DRY BRIDGE ROAD LANDFILL (HOMETOWN PROPERTIES)
NORTH KINGSTOWN, WASHINGTON COUNTY, RHODE ISLAND
The following sections contain an analysis of the environmental
data available for the Dry Bridge Road Landfill. In preparing this analysis,
ATSDR staff members have used established methodologies for determining how
people may be exposed to hazardous substances and what harmful effects, if
any, may result from such exposure. For a complete discussion of quality assurance
considerations, human exposure pathways analyses, ATSDR's health comparison
values, and the methods of selecting contaminants of concern, please refer
to Appendix C.
B. Extent of Contamination
Potentially contaminated airborne dust may have settled in off-site areas where residents could come into contact with the accumulated dust particles. According to the RIDEM Office of Waste Management, there are no on-site soil characterization data available for the Dry Bridge Road Landfill. However, the most likely point of exposure through this pathway is a single house on the southern perimeter of the landfill. To address this potential exposure pathway, ATSDR requested off-site soil samples from this residence to be collected and analyzed. RIDEM recently fulfilled this request. ATSDR will evaluate the soil sampling results for possible human health implications from potential soil exposure in an additional health consultation in the future.

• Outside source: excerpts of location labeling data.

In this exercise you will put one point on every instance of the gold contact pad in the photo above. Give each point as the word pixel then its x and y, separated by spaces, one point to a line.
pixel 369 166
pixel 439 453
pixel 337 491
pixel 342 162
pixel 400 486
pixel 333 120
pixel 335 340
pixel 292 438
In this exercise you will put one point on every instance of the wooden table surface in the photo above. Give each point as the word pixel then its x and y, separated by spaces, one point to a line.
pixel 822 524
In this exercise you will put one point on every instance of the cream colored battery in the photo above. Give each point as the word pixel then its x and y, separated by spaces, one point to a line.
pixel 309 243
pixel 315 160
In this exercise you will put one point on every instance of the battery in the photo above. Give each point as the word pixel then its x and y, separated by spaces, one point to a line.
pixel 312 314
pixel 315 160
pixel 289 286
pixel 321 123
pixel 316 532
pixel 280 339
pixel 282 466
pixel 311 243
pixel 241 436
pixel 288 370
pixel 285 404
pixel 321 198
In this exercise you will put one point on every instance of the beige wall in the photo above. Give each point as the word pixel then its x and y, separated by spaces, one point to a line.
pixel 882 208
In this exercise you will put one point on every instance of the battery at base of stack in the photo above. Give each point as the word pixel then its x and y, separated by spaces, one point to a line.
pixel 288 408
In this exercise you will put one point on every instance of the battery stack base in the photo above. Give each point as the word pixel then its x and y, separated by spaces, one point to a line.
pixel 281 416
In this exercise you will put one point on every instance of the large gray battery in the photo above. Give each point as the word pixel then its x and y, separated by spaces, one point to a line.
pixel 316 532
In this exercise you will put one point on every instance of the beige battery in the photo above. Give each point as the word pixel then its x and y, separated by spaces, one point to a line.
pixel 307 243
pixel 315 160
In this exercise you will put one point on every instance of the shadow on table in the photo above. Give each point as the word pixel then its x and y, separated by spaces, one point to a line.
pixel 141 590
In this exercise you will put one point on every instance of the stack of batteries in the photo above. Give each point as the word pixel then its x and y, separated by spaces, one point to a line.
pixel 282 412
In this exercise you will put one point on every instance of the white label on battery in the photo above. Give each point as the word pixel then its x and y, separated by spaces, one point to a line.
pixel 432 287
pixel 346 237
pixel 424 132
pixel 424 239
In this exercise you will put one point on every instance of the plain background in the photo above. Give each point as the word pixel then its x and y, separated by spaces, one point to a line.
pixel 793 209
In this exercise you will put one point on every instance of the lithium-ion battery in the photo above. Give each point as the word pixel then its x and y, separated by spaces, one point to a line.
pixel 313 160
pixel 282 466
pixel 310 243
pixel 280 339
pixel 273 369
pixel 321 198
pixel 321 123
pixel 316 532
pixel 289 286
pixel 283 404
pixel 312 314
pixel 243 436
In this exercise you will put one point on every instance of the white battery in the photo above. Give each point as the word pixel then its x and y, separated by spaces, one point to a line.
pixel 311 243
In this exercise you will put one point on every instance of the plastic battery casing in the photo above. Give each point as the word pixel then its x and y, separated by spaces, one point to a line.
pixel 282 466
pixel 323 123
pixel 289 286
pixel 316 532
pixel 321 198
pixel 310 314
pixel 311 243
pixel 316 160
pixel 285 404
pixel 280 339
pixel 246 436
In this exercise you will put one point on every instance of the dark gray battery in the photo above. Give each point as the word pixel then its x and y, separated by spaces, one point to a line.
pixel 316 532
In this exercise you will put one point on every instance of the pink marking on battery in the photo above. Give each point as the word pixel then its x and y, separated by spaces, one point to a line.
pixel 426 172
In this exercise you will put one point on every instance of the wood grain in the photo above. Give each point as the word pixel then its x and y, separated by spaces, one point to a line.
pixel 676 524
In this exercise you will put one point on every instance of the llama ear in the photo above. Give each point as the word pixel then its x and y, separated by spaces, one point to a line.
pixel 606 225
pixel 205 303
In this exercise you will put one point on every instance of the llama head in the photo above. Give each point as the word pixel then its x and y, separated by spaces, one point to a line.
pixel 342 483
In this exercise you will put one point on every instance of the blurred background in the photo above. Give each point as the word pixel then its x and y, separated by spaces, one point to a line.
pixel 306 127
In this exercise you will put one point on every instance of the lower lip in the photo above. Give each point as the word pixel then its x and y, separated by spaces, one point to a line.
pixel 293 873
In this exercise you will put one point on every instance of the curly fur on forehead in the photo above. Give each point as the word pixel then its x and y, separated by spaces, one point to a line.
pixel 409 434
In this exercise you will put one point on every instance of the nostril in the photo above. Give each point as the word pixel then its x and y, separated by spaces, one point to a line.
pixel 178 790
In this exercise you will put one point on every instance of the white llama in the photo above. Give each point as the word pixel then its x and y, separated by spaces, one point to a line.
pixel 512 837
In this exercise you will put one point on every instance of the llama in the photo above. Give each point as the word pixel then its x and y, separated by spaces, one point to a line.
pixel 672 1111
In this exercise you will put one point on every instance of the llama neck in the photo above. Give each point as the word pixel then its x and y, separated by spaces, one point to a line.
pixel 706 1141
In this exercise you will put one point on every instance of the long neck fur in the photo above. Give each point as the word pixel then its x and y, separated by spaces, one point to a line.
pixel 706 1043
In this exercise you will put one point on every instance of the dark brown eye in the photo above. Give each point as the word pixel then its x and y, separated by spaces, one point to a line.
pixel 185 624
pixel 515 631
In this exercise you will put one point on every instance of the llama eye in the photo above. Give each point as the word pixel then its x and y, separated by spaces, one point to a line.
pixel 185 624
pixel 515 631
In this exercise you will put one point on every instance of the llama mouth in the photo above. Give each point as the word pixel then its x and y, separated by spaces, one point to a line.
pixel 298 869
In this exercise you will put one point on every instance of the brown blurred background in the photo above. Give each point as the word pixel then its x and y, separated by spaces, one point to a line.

ATSDR reviewed data from on-site and offsite monitoring wells and from off-site municipal water wells to determine if the Dry Bridge Road Landfill has had an impact on groundwater in the North Kingstown area. A private well located 2500 feet upgradient and west of the site is unaffected by the presence of the landfill. No other private wells were located in the vicinity of the site. The groundwater flow across the site area is from west to east. At present, no completed human exposure pathways, either on-site or off-site, exist for groundwater.
Municipal Wells Data
Residents of North Kingstown receive drinking water from nine municipal wells. Four of these municipal wells (wells 1, 2, 4, and 5) are located east of the Dry Bridge Road Landfill and lie approximately 6,000 feet downgradient of the site and the groundwater flow path (which runs from west to east). See Figure 2 in Appendix A for a map of the area. The remaining municipal wells are located within a different watershed. The municipal wells are tested quarterly for metals, volatile organic compounds, and synthetic organic compounds.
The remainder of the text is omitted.